We follow serial killer Jack (Matt Dillon, never better) over the years through flashbacks, as he converses off-screen with an unseen figure (Bruno Ganz), going through his "work". It becomes obvious as the film unfolds, that Lars Von Trier is Jack, whom he presents as some kind of monstrous artist, who is allowed to gets away with, well, murder. Indeed Jack keeps mentioning how amazed he is that he never gets caught by the police throughout his killing spree, and the same thing could be said about the director, feted by art institutions the world over despite his increasing provocations.
Does Lars Von Trier enjoy the violence he portrays? It's complicated.

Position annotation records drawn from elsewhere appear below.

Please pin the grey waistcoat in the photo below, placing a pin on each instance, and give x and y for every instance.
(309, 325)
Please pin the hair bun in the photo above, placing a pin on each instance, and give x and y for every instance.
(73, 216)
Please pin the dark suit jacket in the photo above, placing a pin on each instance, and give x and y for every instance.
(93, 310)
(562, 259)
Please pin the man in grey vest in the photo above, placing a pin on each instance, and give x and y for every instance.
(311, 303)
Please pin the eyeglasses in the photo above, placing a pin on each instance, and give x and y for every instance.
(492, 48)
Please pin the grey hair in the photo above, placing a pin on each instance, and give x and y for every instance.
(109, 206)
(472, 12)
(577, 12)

We certainly are not meant to "enjoy" the violence in The House That Jack Built and root for Jack (it'd be a bit like saying we're supposed to root for Patrick Bateman in American Psycho), but the director makes the audience complicit however. The film is split into five sections, each following one of his murders (called "incidents"), and the first one has Uma Thurman (in another star cameo of the caliber of Nymphomaniac) as a "woman in peril" whom he finds on the side of an isolated road, having had a car engine breakdown. A confident woman, who comes across as stubborn and demanding to the point that we begin to find her annoying, just like he does. It is almost as if she is provoking him, inviting him to commit his first crime, the kind of thoughts male abusers have about their victims. This early bait that the director has set works, as an audience member applauded when she gets killed (hardly a spoiler, I mean, what did you think was going to happen?). It is obviously completely the wrong reaction to have, but this scene forces us to confront our own "enjoyment" of violence in horror cinema, where unpleasant characters get their comeuppance.

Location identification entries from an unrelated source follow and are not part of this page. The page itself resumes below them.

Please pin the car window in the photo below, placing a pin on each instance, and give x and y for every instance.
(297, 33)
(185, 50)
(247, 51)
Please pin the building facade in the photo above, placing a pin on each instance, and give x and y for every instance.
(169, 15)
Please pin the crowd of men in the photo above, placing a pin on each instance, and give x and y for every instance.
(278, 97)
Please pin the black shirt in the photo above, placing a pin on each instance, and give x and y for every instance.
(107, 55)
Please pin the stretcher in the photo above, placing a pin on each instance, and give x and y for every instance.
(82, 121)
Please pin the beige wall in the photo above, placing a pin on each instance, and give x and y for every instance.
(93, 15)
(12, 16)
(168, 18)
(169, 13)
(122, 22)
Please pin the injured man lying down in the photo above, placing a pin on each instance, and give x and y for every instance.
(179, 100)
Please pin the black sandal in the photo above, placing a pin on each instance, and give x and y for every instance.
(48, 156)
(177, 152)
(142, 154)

Later on, the centrepiece of his "art" is a triple murder so repulsive that one has to wonder if he is trying to push the limits to see how far he can go, and how far we will follow him. A few murders later, Jack has the kind of talks "incel" have to justify their hatred of women, with all his female victims being described as "stupid". In a rare moment of what seems to be a normal life, Jack has a relationship with a woman who he calls "Simple" (Riley Keough, superb), and his repeated putdowns of the poor woman are nearly more disturbing than the actual crimes, reminding us of how many women have to put up with that kind of talks, in relationships or even workplaces.

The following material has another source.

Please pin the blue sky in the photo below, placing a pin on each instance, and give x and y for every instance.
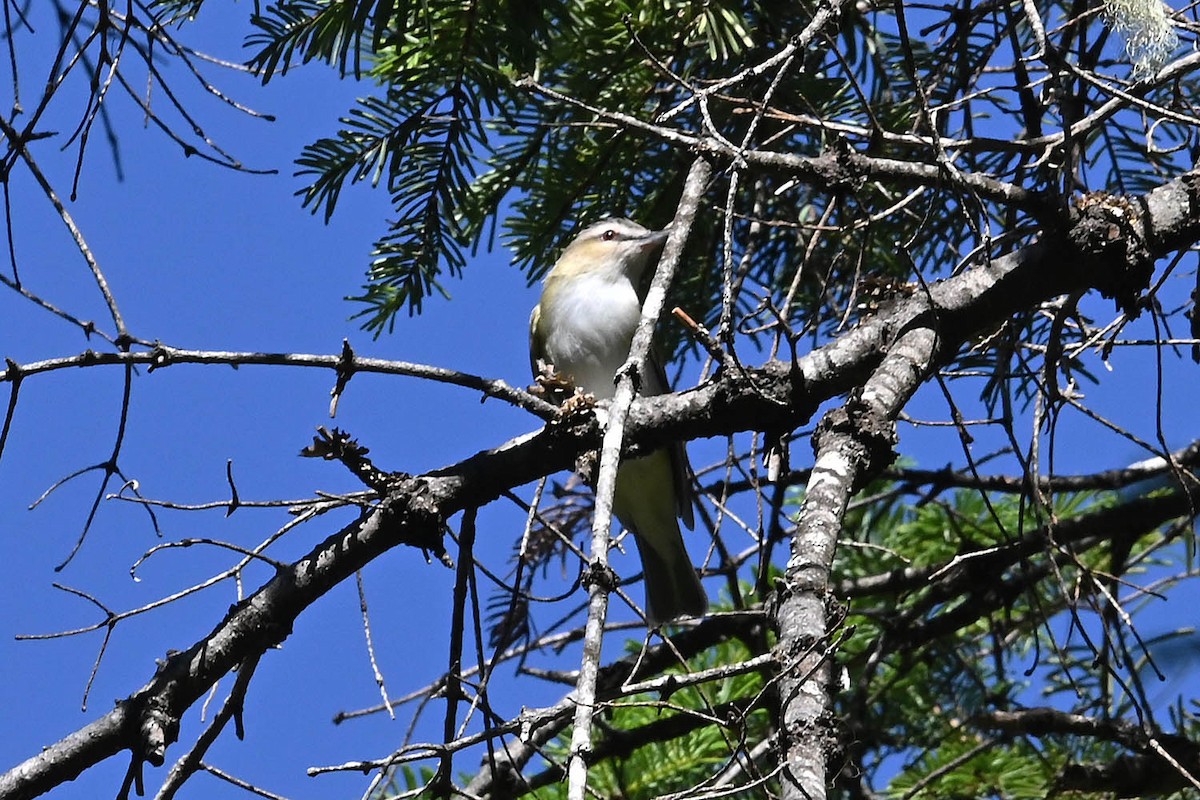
(201, 257)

The film is violent and disturbing, but not quite as gory as one might have expected, and probably not as graphic as Antichrist. It is telling that a scene of disgusting animal violence caused the most audible gasp in the audience, proving yet again that we are often more upset by the plight of animals than human beings.
The house that Jack keeps trying to build over the year, then destroys repeatedly before finally achieving it in the most unexpected way is an artist's magnum opus. What follows is a twenty minutes long epilogue of furious inventiveness, totally at odd with what we have just seen stylistically, and among the most striking scenes the Danish director has ever conjured up.
As different as the stories are, Lars Von Trier's latest film feels like a companion piece to his Melancholia, with some similar visual compositions, and where the destructive force of depression has here been replaced by a resigned lack of hope. The House That Jack Built is a radical work, the act of self-loathing of an artist who feels trapped in his provocations and the own hell he has built for himself, while at the same time being unable to resist his compulsion to tease. It is a film that condemns abuse towards women in all its forms, but one that he already knows will be misunderstood.
Review by Laurent de Alberti
Star rating: ★★★★★
Official Selection, Out of Competition
The House That Jack Built. Denmark/France/Germany/Sweden 2018. Directed by Lars Von Trier. Starring Matt Dillon, Bruno Ganz, Uma Thurman, Sofie Gråbøl...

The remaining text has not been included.